2015年7月10日には『バケモノの子』公開記念3週連続スペシャルの第2弾として放送された。前回と同様に25分拡大して放送した。視聴率は関東地区で13.6%を記録した(ビデオリサーチ調べ)。
2017年3月24日に3度目の放送。前々回と同様に25分拡大した。視聴率は関東地区で11.3%を記録した(ビデオリサーチ調べ)[22]。
細田が本作について、取り組みの動機のひとつが自分の周囲の人間が子育てを始めたことであり、「親になった彼らが輝いて見えた」からであるとのべている。
2013年の2月の「アニメ!アニメ!」のインタビューでは、細田は、子育てものであるにもかかわらず、「おおかみこども」という設定にした理由について、「子供が育っていったり子供を育てることは世間一般に当たり前のことと思われている。しかし当人たちにとっては全然当たり前ではない。その感覚を観客が共有するためには、誰もしていない経験(おおかみおとこの子どもを育てること)をみんなで共有すればいいと考えたからだ」と述べている[23]。

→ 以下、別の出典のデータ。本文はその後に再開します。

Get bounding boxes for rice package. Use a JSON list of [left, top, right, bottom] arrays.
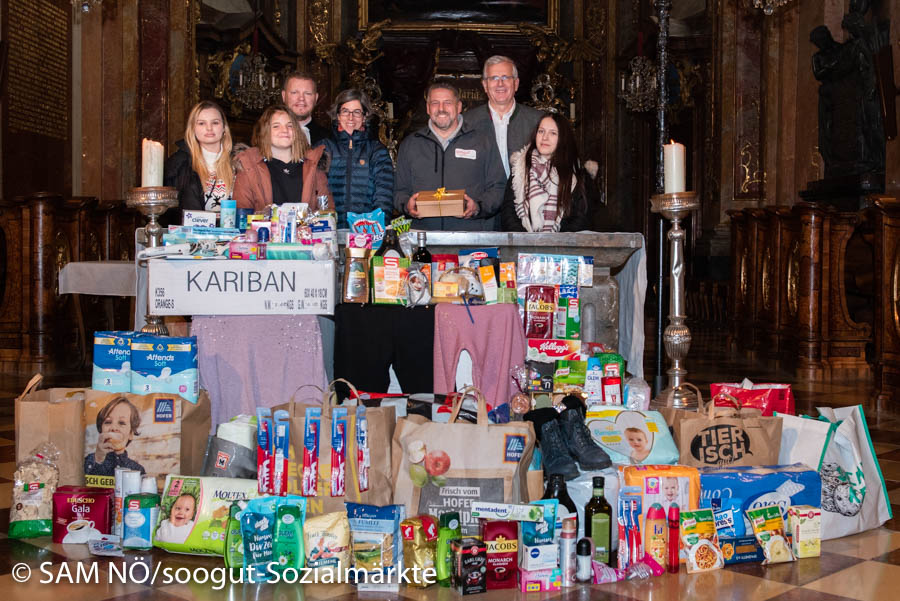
[[153, 475, 258, 555], [346, 502, 405, 579], [130, 335, 199, 403], [304, 511, 351, 577], [92, 331, 133, 392], [587, 408, 679, 465], [698, 464, 821, 534], [621, 465, 700, 527]]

『ファミ通.com』のインタビューでは、細田は「人が子供をつくるのは、当たり前のことと簡単に思ってきた。しかし結婚してからは、都会で子供を育てるのは公的な支援など環境面で苦労があり、だからと言って田舎暮らしで楽ということもなく同世代がいないという苦労があることに気づかされるようになった。そのがんばりを映画にしたかったのだ」と述べている。(ヒトの)子育ては全くの孤立無援では成り立たず、今回オオカミという素材を選んだ理由は、「オオカミはとても家族的であって、リーダーがいて群れを統率し、全体のことを考えながら生きている律儀な動物だから」と答えている[24]。
『週プレNEWS』のインタビューでは、裏テーマとして「エロス」を掲げ、「主人公の花が子供を授かったのは、“そういうコト”があったからでしょう」「エロスという視点でもう一度、映画を観てください」とし、人間とオオカミの中間がマイノリティの比喩という意見に対しては「僕はマイノリティを描いたつもりはないですね。だいたい、マイノリティ、マジョリティっていう区別をする人自体が僕は信用ならない」と否定している[25]。

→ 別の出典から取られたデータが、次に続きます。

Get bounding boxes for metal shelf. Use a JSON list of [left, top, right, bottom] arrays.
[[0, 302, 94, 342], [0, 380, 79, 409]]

物語序盤の舞台である「東京のはずれにある国立大学」は、東京都国立市の一橋大学がモデルとなっている[26][27]。
また、移住先の田舎は富山県の里山をモデルとしている[28]。本作の背景には細田の出身地である富山県中新川郡上市町と隣の立山町の景観が描かれており、上市町の伊藤尚志町長からも「町をモデルにした映画を」と、監督に打診があったことが明かされている[29]。花の家のモデルとなった古民家は築130年で、上市町に居住していた山崎正男の親族の所有する個人宅である。映画が公開される5年前の2007年に前の所有者であった山崎正男が亡くなり、以降は登山客やハイキング客向けの休憩所として開放されていた。一時は取り壊しが検討されていたが、2010年に偶然訪れた細田が気に入り、花の住む家のモデルとして採用され、その後に映画が大ヒットしたことから、公開後の2012年に持ち主(山崎正男の親族)と有志(NPO法人「おおかみこどもの花の家」)により公開されている[30][31]。2022年7月9日には10万人目の来場者が訪れ、記念行事が行われた[32]。2024年7月19日には、住宅と土蔵について、文化審議会が登録有形文化財(建造物)にするよう盛山正仁文部科学大臣に答申している[33]。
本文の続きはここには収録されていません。